David Cameron will warn Angela Merkel today that the eurozone's future is in grave peril unless she orders action within weeks to rescue struggling economies such as Greece and Spain.
The Prime Minister, who flies to Berlin today, will tell the German Chancellor of fears in Britain and the United States that delays in tackling the crisis could prove fatal to the currency's chances of survival.
He is backing French calls for eurobonds to be issued to allow Mediterranean countries to borrow at reduced rates. But the suggestion has run into strong resistance in Germany, among both politicians and the public.

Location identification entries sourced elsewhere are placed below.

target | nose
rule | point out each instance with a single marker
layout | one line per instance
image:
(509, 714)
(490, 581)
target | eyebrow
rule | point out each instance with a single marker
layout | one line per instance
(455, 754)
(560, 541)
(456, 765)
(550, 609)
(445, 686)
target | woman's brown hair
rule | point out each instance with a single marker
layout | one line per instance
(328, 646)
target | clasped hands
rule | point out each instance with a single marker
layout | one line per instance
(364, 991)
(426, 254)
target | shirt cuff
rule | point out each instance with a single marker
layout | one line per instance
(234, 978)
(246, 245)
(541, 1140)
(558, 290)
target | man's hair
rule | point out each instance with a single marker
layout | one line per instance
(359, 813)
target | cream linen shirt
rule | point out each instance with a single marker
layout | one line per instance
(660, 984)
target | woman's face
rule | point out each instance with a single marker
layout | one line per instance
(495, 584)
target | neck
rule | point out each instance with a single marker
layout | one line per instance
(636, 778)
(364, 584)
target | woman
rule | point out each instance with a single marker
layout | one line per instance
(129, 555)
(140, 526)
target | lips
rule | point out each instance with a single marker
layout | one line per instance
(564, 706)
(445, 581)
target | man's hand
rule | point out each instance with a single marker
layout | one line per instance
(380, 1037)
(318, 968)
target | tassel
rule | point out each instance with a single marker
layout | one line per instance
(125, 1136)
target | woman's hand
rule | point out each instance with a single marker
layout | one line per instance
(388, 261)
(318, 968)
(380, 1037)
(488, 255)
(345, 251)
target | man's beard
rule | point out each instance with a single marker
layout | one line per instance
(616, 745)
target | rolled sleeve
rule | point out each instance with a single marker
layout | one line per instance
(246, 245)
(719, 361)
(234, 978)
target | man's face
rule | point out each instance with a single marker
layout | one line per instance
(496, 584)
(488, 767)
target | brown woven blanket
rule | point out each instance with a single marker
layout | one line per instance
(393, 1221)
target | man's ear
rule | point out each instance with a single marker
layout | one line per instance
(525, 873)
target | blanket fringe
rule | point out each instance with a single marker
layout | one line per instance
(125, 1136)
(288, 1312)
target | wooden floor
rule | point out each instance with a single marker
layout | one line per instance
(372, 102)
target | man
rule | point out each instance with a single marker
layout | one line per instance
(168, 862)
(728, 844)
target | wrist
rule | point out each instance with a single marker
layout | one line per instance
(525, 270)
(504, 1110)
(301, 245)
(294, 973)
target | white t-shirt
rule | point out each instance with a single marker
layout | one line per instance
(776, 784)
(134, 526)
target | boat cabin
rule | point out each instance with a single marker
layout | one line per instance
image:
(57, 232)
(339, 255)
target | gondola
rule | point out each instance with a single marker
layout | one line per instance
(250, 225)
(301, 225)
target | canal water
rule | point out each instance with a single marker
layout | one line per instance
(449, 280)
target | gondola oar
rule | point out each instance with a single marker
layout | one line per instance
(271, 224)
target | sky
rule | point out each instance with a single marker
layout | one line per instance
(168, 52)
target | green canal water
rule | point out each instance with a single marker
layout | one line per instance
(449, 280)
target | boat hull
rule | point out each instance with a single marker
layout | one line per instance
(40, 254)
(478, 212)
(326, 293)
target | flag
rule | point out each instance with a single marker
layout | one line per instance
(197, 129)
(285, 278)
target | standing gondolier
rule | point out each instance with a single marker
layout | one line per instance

Downing Street said yesterday that Mr Cameron and President Barack Obama, who spoke to each other on Tuesday, had agreed on the need for an "immediate plan" to deal with the eurozone's chronic problems. Mr Cameron's move is designed to increase pressure on Ms Merkel to agree immediate action at next week's G20 summit in Mexico ahead of a meeting of EU leaders in Brussels later this month. He runs the risk of irritating Berlin by appearing to lecture Germany over the future of a currency of which Britain is not a member.
But Mr Cameron's aides say he cannot avoid speaking out as the survival, and stabilisation, of the euro is essential for helping the economy to start growing again. Last month, the Prime Minister argued there was a "remorseless logic" to the eurozone's wealthier members helping those that were in trouble.
A Downing Street spokeswoman said yesterday: "The Prime Minister's view has always been that decisive action needs to be taken in order to underpin the eurozone. Confidence in the markets is essential, and in order to regain that confidence decisive action needs to be taken."